Le château de Louis d'Orléans achevé, les Bourguignons voulurent y
entrer. C'était à peu près la même chose que la mort. Mais aux
Bourguignons on pouvait résister, quoique ce fût difficile; et
Bosquiaux, capitaine orléaniste, défendit bravement Pierrefonds.
C'était au plus fort des guerres entre le duc d'Orléans et Jean, surnommé par ses flatteurs Jean Sans-Peur. C'était Jean Sans-Foi qu'il eût fallu l'appeler.
Singulière époque que cette époque. Le roi était fou, le royaume était fou.
Lequel avait donné sa folie à l'autre? On ne sait.
Les familles des vieux barons croisés étaient éteintes, ou à peu près. On cherchait, sans les pouvoir trouver, les grands fiefs souverains des ducs de Normandie, des rois d'Angleterre, des comtes d'Anjou, des rois de Jérusalem, des comtes de Toulouse et de Poitiers. À la place de cette puissante moisson fauchée par la mort, avait surgi une noblesse douteuse, aux écussons surchargés d'armes parlantes ou d'animaux monstrueux, et entourés de devises qui rendaient plus contestable encore la noblesse qu'elles étaient chargées de soutenir.

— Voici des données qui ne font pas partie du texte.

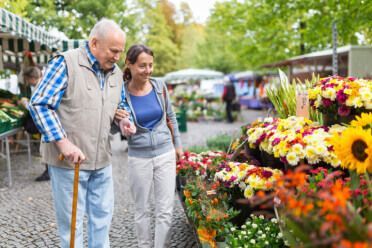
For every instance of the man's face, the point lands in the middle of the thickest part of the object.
(108, 50)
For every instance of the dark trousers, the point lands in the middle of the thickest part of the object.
(229, 111)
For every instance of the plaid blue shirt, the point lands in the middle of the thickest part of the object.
(49, 92)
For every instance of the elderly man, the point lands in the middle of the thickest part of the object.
(74, 107)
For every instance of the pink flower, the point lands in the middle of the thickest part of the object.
(341, 97)
(326, 102)
(266, 174)
(343, 110)
(275, 141)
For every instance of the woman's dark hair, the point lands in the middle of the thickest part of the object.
(132, 56)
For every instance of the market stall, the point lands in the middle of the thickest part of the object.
(20, 39)
(300, 179)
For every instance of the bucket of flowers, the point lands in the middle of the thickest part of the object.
(339, 99)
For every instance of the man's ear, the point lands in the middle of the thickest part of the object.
(93, 43)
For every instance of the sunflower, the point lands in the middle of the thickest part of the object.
(354, 149)
(362, 121)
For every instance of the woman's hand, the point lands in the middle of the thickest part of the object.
(127, 128)
(121, 114)
(179, 154)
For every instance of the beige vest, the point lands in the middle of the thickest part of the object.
(86, 112)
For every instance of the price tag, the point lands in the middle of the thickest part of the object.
(211, 192)
(302, 104)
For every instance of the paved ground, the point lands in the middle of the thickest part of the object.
(26, 210)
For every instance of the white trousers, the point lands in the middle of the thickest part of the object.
(159, 171)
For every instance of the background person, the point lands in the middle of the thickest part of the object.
(228, 96)
(31, 77)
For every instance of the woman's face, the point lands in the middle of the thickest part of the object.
(142, 69)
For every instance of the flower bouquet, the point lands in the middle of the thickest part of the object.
(324, 210)
(339, 99)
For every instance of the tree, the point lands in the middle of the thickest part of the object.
(17, 7)
(159, 38)
(76, 17)
(264, 31)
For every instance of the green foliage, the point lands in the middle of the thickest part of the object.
(198, 149)
(258, 32)
(220, 142)
(257, 232)
(17, 7)
(238, 35)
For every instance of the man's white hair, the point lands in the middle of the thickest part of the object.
(103, 27)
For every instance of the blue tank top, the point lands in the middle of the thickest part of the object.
(147, 109)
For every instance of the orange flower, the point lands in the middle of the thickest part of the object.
(187, 193)
(341, 193)
(208, 235)
(327, 206)
(348, 244)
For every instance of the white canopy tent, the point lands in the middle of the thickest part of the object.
(187, 75)
(18, 35)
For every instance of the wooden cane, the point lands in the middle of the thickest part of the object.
(74, 202)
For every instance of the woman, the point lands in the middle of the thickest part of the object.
(152, 153)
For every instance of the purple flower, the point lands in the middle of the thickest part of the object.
(275, 141)
(284, 160)
(341, 97)
(326, 102)
(232, 178)
(267, 174)
(343, 110)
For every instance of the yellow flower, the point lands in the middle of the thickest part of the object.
(361, 121)
(248, 192)
(354, 149)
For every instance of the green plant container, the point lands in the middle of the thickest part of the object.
(182, 120)
(4, 126)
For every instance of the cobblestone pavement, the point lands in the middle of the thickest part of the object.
(26, 210)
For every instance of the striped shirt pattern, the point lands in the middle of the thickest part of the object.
(48, 95)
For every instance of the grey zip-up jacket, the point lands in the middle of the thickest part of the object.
(146, 143)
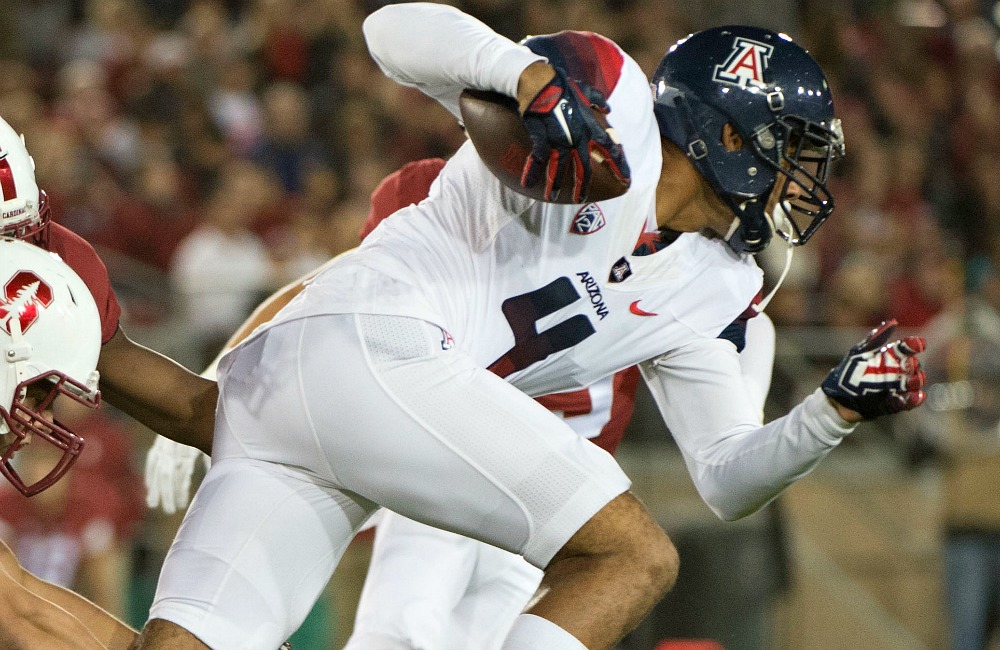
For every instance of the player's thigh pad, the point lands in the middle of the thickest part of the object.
(417, 576)
(375, 405)
(256, 548)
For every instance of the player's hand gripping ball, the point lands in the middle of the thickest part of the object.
(561, 151)
(878, 377)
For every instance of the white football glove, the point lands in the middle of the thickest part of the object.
(169, 466)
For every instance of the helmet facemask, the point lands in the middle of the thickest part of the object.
(29, 419)
(806, 158)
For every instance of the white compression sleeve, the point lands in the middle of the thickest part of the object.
(737, 464)
(450, 51)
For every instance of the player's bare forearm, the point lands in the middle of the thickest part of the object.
(267, 309)
(39, 614)
(158, 392)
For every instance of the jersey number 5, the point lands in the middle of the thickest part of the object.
(523, 313)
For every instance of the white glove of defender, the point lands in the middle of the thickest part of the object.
(169, 466)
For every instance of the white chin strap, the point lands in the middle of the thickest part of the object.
(779, 221)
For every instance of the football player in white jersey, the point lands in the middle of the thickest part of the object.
(373, 386)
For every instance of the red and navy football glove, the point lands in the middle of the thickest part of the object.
(563, 132)
(878, 377)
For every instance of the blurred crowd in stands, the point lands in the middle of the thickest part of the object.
(213, 150)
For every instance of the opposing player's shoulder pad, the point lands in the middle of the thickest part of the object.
(584, 56)
(736, 332)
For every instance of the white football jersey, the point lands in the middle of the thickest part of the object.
(549, 296)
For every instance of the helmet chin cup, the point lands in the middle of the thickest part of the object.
(754, 231)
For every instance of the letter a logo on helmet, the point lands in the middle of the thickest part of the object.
(23, 297)
(745, 65)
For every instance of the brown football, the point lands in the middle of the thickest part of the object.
(496, 130)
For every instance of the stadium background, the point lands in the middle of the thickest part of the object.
(214, 149)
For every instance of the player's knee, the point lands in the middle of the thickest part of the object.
(160, 633)
(624, 534)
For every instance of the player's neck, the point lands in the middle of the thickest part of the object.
(685, 202)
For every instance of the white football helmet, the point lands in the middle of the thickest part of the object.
(50, 339)
(24, 209)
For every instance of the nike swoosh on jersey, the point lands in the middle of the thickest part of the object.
(638, 311)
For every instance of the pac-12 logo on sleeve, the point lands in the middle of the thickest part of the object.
(588, 220)
(745, 65)
(24, 296)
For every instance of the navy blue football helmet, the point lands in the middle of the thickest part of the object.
(777, 98)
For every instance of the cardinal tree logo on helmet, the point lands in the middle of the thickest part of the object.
(745, 65)
(24, 296)
(588, 220)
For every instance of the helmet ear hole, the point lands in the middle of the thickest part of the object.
(731, 138)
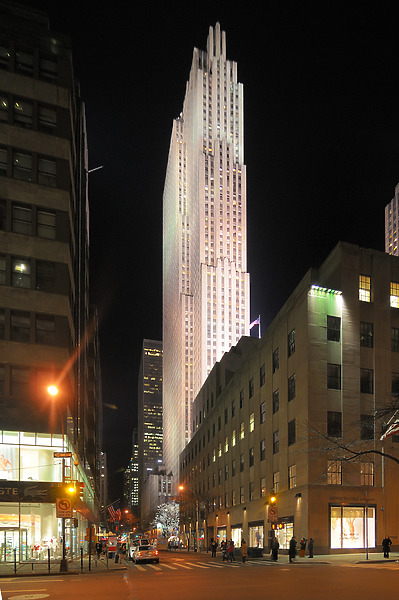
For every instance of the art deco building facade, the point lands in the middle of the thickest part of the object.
(205, 283)
(274, 415)
(149, 410)
(48, 332)
(392, 224)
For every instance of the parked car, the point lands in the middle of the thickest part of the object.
(144, 553)
(135, 543)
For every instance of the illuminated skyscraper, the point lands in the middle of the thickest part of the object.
(205, 283)
(149, 410)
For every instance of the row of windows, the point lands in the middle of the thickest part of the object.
(27, 113)
(365, 291)
(247, 493)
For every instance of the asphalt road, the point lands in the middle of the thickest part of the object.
(199, 577)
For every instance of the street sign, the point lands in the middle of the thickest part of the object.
(64, 508)
(272, 516)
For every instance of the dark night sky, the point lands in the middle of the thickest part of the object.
(321, 148)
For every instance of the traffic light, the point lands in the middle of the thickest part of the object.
(80, 487)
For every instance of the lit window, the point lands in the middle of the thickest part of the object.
(394, 299)
(364, 288)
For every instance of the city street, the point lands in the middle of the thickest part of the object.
(195, 577)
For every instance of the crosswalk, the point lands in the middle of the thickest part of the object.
(174, 566)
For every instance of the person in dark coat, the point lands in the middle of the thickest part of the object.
(292, 548)
(386, 543)
(275, 547)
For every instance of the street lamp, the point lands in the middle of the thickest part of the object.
(52, 390)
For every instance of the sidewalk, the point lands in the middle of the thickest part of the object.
(74, 567)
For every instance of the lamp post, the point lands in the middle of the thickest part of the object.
(53, 391)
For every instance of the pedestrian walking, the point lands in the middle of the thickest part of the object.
(386, 543)
(230, 551)
(292, 548)
(244, 550)
(275, 547)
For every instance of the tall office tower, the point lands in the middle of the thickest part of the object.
(44, 314)
(150, 409)
(205, 283)
(392, 224)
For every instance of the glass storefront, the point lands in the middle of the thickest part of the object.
(256, 536)
(352, 527)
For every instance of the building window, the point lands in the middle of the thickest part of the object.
(45, 224)
(334, 423)
(291, 342)
(291, 388)
(45, 276)
(262, 487)
(262, 412)
(334, 472)
(262, 375)
(395, 384)
(291, 432)
(262, 450)
(276, 441)
(333, 328)
(366, 335)
(364, 288)
(20, 326)
(251, 422)
(251, 387)
(333, 376)
(23, 113)
(366, 427)
(21, 273)
(251, 490)
(366, 381)
(21, 219)
(276, 401)
(367, 474)
(22, 166)
(20, 382)
(292, 477)
(275, 360)
(394, 298)
(395, 339)
(242, 463)
(251, 457)
(46, 172)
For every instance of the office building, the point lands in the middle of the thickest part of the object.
(285, 407)
(48, 332)
(205, 279)
(149, 410)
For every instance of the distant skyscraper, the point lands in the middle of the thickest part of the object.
(150, 409)
(205, 283)
(391, 224)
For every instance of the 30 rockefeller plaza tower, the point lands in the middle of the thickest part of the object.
(205, 283)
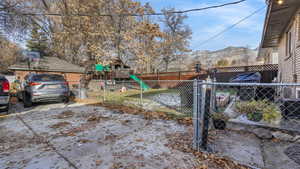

Puis les costumes, comme les blasons, étaient devenus étranges, inouïs, fantastiques.
Il y avait les hommes-femmes, gracieusement attifés, traînant des robes de douze aunes.
Il y avait les hommes-bêtes, aux justaucorps brodés de toutes sortes d'animaux.
Il y avait les hommes-musique, qui pouvaient servir de pupitre aux ménestrels et aux troubadours.